- Investments in oil and gas exploration and production continue to be depressed
- Moody's: Global annual upstream spending needs to increase by as much as 54 percent to $542 billion if the oil market is to avert the next supply shortage shock
Upstream oil and gas investment must rise to the pre-pandemic levels of around $525 billion per year through the end of the decade so that the industry can ensure a demand-supply balance, Saudi Arabia-based International Energy Forum (IEF) and IHS Markit said in a new report this week.
This year, upstream investment is still depressed, for a second year in a row, and is estimated at around $341 billion. This is almost 25 percent below the investment levels of the last “normal” year in 2019, says the report from IHS Markit and IEF, which is the world’s largest international organization of energy ministers from 71 countries including both producing and consuming nations.

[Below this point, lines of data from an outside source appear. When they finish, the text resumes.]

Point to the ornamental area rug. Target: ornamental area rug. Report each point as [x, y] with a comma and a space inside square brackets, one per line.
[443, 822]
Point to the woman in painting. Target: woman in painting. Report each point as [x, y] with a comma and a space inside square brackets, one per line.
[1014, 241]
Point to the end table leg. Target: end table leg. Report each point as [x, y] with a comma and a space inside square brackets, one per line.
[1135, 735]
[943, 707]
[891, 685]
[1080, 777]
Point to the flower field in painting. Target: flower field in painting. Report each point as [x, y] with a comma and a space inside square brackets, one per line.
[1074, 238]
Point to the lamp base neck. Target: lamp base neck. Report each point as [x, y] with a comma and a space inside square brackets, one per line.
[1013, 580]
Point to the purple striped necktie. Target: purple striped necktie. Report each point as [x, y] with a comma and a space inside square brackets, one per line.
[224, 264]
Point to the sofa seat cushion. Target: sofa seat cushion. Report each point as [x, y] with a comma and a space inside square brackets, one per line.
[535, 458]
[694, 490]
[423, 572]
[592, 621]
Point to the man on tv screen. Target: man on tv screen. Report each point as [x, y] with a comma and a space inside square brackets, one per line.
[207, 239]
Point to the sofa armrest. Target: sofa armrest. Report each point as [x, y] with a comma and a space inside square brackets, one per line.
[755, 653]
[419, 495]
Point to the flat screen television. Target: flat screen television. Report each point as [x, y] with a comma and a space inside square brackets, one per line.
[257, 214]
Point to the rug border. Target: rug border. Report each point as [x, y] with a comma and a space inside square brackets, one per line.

While investments in oil and gas exploration and production continue to be depressed, global demand is “now near pre-pandemic highs and will continue to rise for the next several years, particularly in developing countries,” according to the report titled “Investment Crisis Threatens Energy Security.”
The next two years will be critical for the sanctioning of new projects to make sure that there is enough supply coming online within five to six years, the report noted.
“Insufficient upstream investment would result in more price volatility and spur adverse economic consequences,” IHS Markit and IEF say.
The report echoes the concern of many industry professionals, who have said in recent months that underinvestment in oil and gas threatens future energy supply because oil and gas will be consumed for decades to come, regardless of the pace of the energy transition.
A rushed transition into renewable energy would cause spiraling inflation and social unrest, Amin Nasser, the chief executive of Saudi Aramco, warned at the World Petroleum Congress in Texas this week, noting that investments in oil and gas needed to continue in order to avoid such a scenario.
Global annual upstream spending needs to increase by as much as 54 percent to $542 billion if the oil market is to avert the next supply shortage shock, Moody’s said in October.